Listen as the shrieks of dismay within our country and around the world grow in intensity!

What does Trump’s move means in terms of the human family?

Before Kyoto, and since Paris, world leaders actively discussed the existential threat of climate change to the planet and the human species. Finally, after years of self-centered behavior on the part of our country and others, members of the human family engaged in meaningful dialogue. They set goals for reducing climate threatening pollution. They set goals for converting energy supplies from below-ground, limited sources to above-ground, renewable ones.

For once, instead of shooting artillery at one another or proposing walls of separation, the entire family, save a few, highly troubled outliers, joined the conversation.

Now, we join the ashamed ranks of the outliers.

After nearly four decades of practicing individual and couples psychotherapy, I can proclaim, with authority, the crucial importance of dialogue. 

Persons tend enter couples therapy blaming one another; they tend to end it with insight into their contribution to the difficulties; most importantly, they leave much better equipped to talk about whatever troubles them. Whether they struggle with their children’s behaviors, their sex lives, or their financial difficulties, they end up able to talk, to converse, to dialogue. 

Proposing universals is always risky.

Nonetheless, I believe, without qualification, dialogue helps.

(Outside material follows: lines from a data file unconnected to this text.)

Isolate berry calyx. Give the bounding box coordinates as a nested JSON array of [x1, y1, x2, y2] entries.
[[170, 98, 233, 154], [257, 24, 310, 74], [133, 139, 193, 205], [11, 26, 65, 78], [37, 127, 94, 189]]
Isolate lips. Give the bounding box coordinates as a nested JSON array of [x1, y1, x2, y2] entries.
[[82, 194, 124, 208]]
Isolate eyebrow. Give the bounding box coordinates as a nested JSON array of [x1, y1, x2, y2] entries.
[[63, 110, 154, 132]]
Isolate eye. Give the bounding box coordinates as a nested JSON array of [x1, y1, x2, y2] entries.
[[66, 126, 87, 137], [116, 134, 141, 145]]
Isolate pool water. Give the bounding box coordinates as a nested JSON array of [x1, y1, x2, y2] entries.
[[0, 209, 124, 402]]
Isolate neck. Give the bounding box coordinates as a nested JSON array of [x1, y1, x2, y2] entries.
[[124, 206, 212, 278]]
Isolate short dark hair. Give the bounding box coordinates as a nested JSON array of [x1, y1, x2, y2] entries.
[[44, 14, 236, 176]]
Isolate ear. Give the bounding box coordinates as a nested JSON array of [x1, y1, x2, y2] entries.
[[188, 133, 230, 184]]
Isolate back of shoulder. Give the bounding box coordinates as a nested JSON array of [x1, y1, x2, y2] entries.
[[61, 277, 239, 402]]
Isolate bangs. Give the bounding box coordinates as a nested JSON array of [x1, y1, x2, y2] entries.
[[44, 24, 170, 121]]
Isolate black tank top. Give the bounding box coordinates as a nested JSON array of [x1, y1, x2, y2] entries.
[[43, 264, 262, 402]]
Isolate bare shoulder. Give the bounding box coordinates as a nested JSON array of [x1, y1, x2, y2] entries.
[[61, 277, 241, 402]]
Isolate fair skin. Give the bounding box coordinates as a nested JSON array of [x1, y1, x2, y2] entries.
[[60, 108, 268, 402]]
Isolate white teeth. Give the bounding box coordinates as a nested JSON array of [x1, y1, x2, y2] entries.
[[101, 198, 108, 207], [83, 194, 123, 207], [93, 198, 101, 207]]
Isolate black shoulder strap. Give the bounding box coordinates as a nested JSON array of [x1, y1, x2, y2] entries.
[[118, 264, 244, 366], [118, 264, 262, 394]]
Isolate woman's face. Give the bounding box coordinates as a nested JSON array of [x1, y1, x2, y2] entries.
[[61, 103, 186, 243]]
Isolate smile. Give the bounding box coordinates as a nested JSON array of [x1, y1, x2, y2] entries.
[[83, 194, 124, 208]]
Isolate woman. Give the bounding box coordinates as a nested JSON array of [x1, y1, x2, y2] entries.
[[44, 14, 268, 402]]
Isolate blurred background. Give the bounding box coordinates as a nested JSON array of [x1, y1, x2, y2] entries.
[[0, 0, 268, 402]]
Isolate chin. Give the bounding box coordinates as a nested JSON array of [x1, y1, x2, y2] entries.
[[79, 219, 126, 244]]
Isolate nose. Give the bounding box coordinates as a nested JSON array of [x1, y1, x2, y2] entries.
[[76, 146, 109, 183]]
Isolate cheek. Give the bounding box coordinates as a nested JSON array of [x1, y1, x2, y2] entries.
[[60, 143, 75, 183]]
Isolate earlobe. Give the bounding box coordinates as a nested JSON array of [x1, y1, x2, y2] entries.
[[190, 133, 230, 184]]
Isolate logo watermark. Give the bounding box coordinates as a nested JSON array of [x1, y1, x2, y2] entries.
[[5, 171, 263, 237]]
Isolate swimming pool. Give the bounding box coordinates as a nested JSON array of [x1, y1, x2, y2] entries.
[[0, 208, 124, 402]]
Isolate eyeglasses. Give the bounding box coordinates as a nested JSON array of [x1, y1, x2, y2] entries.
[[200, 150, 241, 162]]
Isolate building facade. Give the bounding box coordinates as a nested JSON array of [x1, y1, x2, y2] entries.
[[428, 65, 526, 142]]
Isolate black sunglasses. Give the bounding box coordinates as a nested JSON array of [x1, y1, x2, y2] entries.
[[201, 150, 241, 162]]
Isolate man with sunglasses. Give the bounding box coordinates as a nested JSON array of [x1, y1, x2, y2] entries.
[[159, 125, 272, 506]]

I’ve seen it dramatically improve the capacity of many persons to relate to their partners; I’ve seen it ease the transition into separation for those fated to part.

I have also witnessed a number of couples in which one party’s incapacity to dialogue ends the relationship.

I vividly remember one couple in which the husband steadfastly insisted their difficulties were entirely the wife’s fault. They attempted dialogue for two years of weekly sessions in my office. Towards the end of that journey, the husband repeated his refrain of blame.

His wife left him.

Sadly, some persons simply cannot do it.

They cannot consider another’s point of view; they cannot clearly see their own. They often end up bitter and alone.

Perhaps you have some examples in your own family — an alienated uncle, a furious grandfather, an abusive cousin. You wished a bridge existed between you and the relative, but the construction fails. The parts prove defective. The structure cannot stand.

These painful situations will always exist.

But who would have guessed such a character would occupy the presidency?

Like occurs in the hypothetical families just described, the persons capable of dialogue usually carry on without the outlier. They converse. They gather. They form intimacies. And, perhaps from time to time, they try and get their strange relative to join them.

Several US states, like California, continue the global conversation. Validating the idiocy of Trump’s decision, it seems likely that France, China, and perhaps even Russia will lead the discussion now, initiating meetings and dialogues and building on the Paris and other international agreements.

How sad our own president — the man representing all of America — chooses the role of the weird uncle, the crazy grandfather, the idiot cousin.

As he descends towards the aloneness and bitterness certainly awaiting him, we can, at least, continue the conversation.

References

Johnson, D.C. (2016). The making of Donald Trump. New York: Melville House.